Tuesday, September 29, 2009

Database Design Insights

As I mentioned before I have been spending some time rethinking some of the designs I have done or have seen over my career. I was able to come up with a few insights.

First, not enough companies keep history of who changed records, when, and what the changes were. Keeping this sort of information is critical to reconstructing why a decision was made. You need to be able to tell the state of the database at a given date and time to know why a decision was made the way it was. Another bit of information that is needed for sensitive data is who viewed the data and when. None of the companies I have worked for have ever kept a log of select statements.

Another insight was that most tables fall into basic categories. I usually hate putting things in boxes but had to create these as a way to explain table design to developers. Reference tables contain information that is fairly basic such as units of measure or model years. These tables are rarely updated but often read. Cross reference tables are used to translate one piece of information into another (employee 276 in the old HR system is employee 889 in the new HR system). These tables are again rarely updated and are less commonly read. Master tables contain information about customers, parts, suppliers, etc. These tables are updated fairly often and read fairly often. Transaction tables contain information about invoices, orders, and other event driven processes. These tables are added to constantly and often read.

I spent a lot of time thinking about dates. Dates are often represented with times attached, which is fine if you know precisely when something happened. The aren't as convenient when you want to record a birth that happened in the spring of 1847 or an political movement that occured in the later half of the 1500's. I have found a few ways to represent non-exact dates but they are alien to the database systems we have and therefore not a clean solution. I need to do some more work on this.

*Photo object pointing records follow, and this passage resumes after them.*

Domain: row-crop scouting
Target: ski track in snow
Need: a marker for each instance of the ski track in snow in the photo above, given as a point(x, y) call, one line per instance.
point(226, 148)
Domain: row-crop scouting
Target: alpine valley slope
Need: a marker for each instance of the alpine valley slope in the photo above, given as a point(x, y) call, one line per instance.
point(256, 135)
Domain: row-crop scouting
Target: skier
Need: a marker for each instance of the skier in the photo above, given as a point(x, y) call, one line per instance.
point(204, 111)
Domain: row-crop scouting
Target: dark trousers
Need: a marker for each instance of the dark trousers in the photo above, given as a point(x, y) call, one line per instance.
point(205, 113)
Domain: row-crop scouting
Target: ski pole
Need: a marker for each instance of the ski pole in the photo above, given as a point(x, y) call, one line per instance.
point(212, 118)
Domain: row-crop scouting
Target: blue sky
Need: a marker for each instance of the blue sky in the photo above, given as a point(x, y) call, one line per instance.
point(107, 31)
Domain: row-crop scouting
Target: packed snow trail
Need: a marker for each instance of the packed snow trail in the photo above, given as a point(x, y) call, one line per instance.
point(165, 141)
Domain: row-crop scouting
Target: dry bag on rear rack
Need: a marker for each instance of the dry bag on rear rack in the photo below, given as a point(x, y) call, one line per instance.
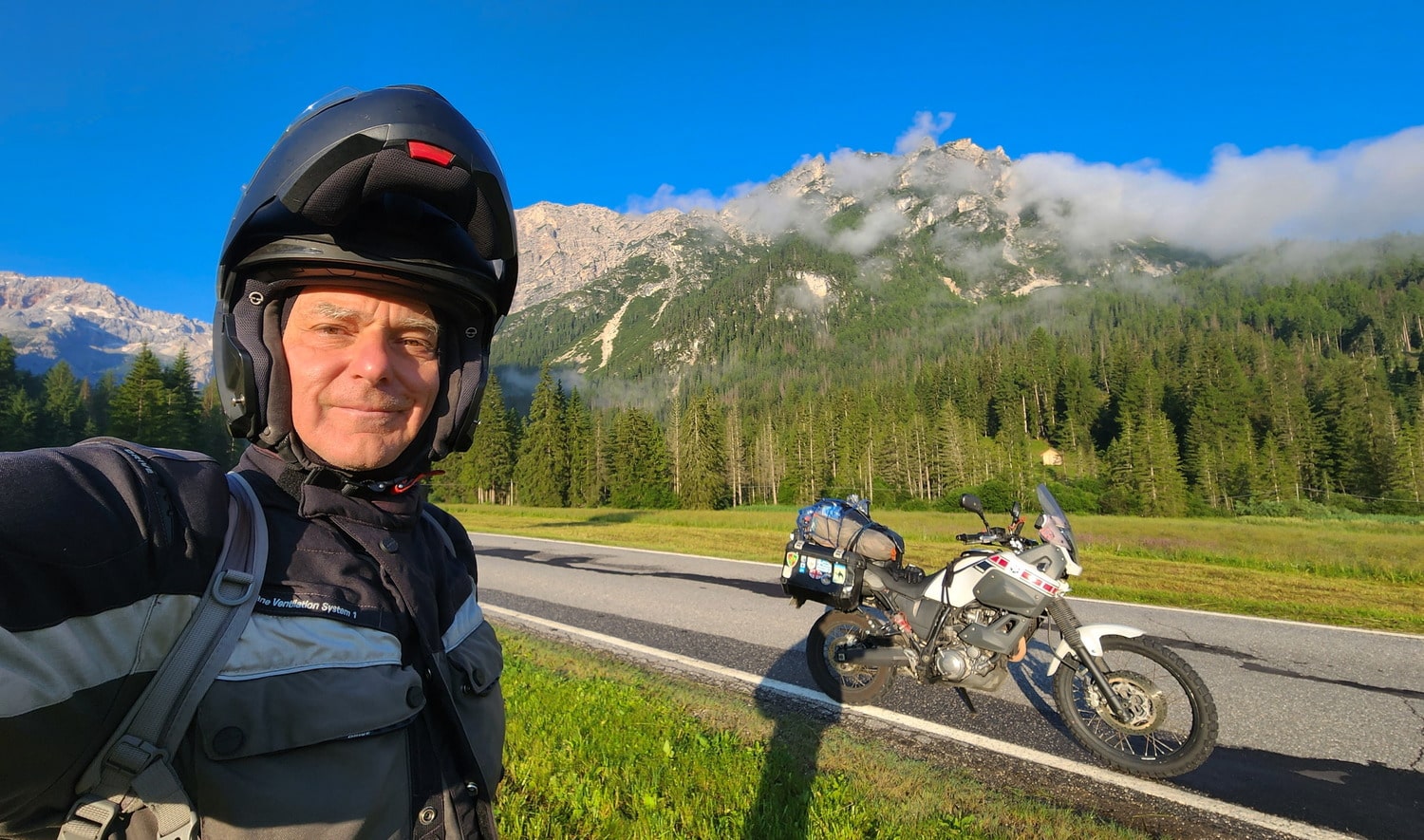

While thinking about imprecise dates I considered imprecise data. Suppose you have multiple reports of when an event happened or multiple descriptions of a bank robber? Every system I have dealt with expects one precise record, but that isn't how the real world works. I was able to come up with a system that allows for multiple versions of an event or fact, including a reliability factor. But I need to work on this more and haven't decided how multiple versions of a fact can be accurately reflected on a report.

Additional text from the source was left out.